Crummy deal for call centre workers

14 July 2014
A call centre worker

Call centre workers at Stellar around Australia were narrowly defeated in trying to reject a company-drafted enterprise agreement that froze wages for three of the next four years.

Workers on Stellar’s Vodafone contract in Brisbane’s Fortitude Valley were slugged the hardest: their 17 percent overnight shift loading was thrown out the window.

Stellar, the late 1990s offspring of Telstra and the Texas-based Jensen Family, was set up to outsource call centre work on the cheap and undermine established CEPU and CPSU industry awards.

The recent agreement was accepted by a narrow 54 percent majority. Nevertheless, delegates and union members have drawn positives from the result. At a post-EA meeting, one worker proudly stated: “Nine months ago, before our push for respect, this agreement would have polled 90 percent. Now management aren’t even promoting the result.”

Further to the wage freeze, Stellar has introduced monthly incentive payments.

Employees capable of structuring their daily work routine to the precision of seconds are rewarded with a monthly incentive payment of $30-50.

The requirements? An average phone call time of 497 seconds and 95 percent adherence to a strict start, break and finish schedule. Receive a phone call that runs more than five minutes over the time you were scheduled to take a break or finish? Take one more 70-second bathroom break than the roster allowed for? Adherence target gone for the day.

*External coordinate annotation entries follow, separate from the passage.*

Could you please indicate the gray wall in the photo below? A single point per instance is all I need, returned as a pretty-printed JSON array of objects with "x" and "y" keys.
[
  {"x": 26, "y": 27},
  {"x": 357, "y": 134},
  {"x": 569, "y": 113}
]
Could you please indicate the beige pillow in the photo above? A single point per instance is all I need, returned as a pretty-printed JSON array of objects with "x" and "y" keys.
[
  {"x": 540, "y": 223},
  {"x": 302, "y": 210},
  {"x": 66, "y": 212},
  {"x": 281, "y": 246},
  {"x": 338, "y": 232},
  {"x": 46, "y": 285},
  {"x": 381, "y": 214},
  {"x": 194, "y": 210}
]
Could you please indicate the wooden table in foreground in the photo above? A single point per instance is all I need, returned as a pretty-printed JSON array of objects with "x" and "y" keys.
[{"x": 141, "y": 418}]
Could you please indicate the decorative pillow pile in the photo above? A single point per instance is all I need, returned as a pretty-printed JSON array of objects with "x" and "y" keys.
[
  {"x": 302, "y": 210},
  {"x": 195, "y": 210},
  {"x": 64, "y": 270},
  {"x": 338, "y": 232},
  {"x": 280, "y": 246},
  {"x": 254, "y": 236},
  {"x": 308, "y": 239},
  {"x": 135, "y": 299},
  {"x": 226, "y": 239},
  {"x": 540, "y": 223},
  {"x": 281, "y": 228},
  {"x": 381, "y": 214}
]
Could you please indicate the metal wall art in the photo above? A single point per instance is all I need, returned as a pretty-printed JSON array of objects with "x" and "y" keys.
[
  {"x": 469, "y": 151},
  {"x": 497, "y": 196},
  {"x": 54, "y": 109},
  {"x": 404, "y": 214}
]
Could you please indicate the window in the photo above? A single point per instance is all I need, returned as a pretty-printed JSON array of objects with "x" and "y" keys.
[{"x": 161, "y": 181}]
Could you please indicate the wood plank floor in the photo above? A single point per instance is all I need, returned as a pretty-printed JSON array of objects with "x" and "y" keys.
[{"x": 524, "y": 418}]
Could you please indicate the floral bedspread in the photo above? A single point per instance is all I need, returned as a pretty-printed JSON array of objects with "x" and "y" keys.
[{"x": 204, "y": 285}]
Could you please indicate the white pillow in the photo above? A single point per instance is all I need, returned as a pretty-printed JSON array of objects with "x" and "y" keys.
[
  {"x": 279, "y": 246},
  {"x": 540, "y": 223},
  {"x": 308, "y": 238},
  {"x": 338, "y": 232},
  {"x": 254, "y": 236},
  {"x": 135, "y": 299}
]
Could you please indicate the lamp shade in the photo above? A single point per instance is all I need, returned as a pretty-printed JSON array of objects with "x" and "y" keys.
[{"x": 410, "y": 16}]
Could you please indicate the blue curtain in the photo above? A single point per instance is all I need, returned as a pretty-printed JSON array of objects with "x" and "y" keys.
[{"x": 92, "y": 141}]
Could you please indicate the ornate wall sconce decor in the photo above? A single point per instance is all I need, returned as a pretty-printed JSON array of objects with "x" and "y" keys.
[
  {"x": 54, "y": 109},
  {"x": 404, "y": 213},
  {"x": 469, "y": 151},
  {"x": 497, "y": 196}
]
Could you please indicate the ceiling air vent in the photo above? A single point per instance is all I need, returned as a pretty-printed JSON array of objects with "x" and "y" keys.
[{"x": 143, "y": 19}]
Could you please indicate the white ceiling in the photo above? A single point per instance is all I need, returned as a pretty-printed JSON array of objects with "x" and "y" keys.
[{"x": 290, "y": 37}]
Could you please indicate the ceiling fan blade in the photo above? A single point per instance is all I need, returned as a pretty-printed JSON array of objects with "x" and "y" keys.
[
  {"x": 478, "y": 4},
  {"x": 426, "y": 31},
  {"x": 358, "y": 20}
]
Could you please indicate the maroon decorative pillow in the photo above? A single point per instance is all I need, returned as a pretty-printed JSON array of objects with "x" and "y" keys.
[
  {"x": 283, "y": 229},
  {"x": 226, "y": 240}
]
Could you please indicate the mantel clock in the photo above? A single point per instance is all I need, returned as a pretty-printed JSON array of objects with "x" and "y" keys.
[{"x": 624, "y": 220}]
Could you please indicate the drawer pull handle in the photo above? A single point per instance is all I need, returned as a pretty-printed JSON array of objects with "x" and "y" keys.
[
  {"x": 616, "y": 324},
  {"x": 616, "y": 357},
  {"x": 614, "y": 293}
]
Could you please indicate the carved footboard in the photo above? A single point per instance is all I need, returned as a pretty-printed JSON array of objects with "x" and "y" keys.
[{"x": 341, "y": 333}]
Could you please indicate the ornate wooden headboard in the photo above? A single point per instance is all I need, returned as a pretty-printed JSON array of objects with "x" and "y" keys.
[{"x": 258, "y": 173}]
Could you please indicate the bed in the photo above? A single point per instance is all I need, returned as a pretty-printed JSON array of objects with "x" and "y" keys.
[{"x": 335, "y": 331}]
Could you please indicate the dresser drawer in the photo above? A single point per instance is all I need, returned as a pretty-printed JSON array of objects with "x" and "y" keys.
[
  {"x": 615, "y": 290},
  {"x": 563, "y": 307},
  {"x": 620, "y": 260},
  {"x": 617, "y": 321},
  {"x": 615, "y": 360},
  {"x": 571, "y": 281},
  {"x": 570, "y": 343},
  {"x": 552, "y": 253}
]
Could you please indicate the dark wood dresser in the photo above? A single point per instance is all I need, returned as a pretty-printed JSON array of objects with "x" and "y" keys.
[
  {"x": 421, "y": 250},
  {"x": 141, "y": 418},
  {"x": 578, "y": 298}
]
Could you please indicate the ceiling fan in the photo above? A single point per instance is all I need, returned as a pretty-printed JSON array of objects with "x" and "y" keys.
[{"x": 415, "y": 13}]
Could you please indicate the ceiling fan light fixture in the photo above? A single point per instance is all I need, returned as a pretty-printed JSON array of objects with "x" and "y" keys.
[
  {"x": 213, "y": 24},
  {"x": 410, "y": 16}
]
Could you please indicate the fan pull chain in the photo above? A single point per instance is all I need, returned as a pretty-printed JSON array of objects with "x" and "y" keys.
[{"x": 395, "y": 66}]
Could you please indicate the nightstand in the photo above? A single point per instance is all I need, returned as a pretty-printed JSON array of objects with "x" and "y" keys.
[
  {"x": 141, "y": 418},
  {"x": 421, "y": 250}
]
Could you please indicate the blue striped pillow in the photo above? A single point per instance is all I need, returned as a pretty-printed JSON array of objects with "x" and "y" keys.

If the process of structuring every second of your work routine around Stellar’s meticulous productivity requirements has forced you to take a single day of sick leave (something hard to avoid in battery farm call centres), you can take your monthly minimum pay without the trimmings, in the sound knowledge that the extra profit you painstakingly generated will go to some rich Texan arsehole family’s fleet of Hummers.

The upside is that sites with existing union membership have increased density quite considerably through organising against this degrading offer. That gives us a base, and the experience, to take up the fight again in the future.